Berdasarkan wawancara bersama salah satu pedagang senior, Choiriyah, yang telah mengabdikan diri berjualan di pasar tersebut selama kurang lebih 40 tahun, terungkap bahwa perubahan harga komoditas dalam beberapa waktu terakhir menjadi tantangan tersendiri bagi pedagang maupun konsumen.
“Kalau masalah harga memang ada perubahan (kenaikan).” kata Choiriyah saat ditemui di sela-sela aktivitas berdagangnya oleh jurnalis media Tanda Global News.
Meskipun beberapa komoditas mengalami lonjakan harga yang cukup terasa, Choiriyah menjelaskan bahwa harga untuk komoditas penting lainnya seperti cabai terpantau masih berada dalam kondisi yang cukup stabil untuk saat ini.


“Untuk hari ini yang merangkak naik itu kubis, wortel, bawang putih, kemiri, sama kacang sambal,” ungkapnya.
Lebih lanjut, ia memaparkan analisis sederhana mengenai penyebab utama di balik ketidakstabilan harga pangan di tingkat pedagang pasar. Menurut pengalamannya yang puluhan tahun, minimnya pasokan akibat kendala di tingkat produsen menjadi pemicu paling krusial.
“Faktor penyebab utama kenaikan harga sayur itu biasanya karena barangnya sedang tidak ada di tingkat petani, atau jarang ada petani yang memetik. Akibatnya ketersediaan barang jadi sedikit, sehingga otomatis harganya bisa naik,” tambahnya.

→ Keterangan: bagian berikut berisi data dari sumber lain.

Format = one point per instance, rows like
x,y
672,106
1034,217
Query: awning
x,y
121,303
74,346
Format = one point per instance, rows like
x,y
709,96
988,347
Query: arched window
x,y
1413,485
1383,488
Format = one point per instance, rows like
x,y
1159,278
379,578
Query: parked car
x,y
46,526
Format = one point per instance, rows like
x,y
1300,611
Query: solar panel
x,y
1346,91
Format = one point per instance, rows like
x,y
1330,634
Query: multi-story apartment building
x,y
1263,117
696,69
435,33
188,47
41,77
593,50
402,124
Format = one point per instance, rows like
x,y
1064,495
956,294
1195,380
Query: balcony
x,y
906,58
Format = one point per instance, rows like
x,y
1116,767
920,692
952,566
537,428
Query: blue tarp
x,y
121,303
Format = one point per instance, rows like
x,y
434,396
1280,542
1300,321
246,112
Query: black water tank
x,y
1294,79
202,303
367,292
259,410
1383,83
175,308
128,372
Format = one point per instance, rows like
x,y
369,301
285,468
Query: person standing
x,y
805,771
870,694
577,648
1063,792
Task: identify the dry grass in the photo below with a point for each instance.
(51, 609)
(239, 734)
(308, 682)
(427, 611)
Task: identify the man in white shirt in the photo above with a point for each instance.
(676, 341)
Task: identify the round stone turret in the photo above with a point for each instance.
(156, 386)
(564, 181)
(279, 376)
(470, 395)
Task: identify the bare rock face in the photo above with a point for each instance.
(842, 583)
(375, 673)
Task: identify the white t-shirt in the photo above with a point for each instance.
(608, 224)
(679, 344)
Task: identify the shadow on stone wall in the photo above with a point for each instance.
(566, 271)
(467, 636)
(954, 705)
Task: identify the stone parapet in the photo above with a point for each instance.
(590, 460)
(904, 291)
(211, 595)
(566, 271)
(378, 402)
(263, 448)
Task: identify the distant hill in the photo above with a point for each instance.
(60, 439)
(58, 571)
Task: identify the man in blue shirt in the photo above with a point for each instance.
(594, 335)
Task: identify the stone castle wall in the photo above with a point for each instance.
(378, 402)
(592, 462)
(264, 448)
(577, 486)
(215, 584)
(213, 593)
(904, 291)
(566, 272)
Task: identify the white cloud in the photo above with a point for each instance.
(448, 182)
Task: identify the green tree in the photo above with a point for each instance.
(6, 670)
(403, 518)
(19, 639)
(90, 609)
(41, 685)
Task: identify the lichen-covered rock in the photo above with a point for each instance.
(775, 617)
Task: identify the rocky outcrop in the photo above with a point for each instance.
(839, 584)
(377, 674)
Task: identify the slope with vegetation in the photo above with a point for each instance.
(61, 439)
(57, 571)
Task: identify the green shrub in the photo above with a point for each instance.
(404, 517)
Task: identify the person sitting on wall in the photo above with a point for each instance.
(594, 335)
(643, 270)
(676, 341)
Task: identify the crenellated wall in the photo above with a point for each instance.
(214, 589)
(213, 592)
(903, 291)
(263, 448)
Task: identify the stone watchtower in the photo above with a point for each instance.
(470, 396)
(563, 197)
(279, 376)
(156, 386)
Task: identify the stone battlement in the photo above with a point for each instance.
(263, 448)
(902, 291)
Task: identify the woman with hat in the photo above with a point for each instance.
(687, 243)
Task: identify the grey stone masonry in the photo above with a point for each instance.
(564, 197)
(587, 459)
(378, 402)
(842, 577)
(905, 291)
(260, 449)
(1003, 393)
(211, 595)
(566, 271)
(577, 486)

Menanggapi situasi pasar saat ini secara keseluruhan, pedagang yang telah merintis usahanya bahkan sejak sebelum anak pertamanya lahir tersebut memilih untuk menyikapi keadaan dengan penuh rasa syukur. Baginya, pasang surut pendapatan dan fluktuasi pengunjung pasar adalah hal lumrah yang harus tetap dijalani dengan optimisme tinggi.
Kenaikan harga pangan ini diharapkan dapat segera mendapat perhatian dari pihak terkait agar pasokan dari tingkat petani menuju pasar tradisional dapat kembali berjalan lancar, sehingga daya beli masyarakat tetap terjaga dengan baik.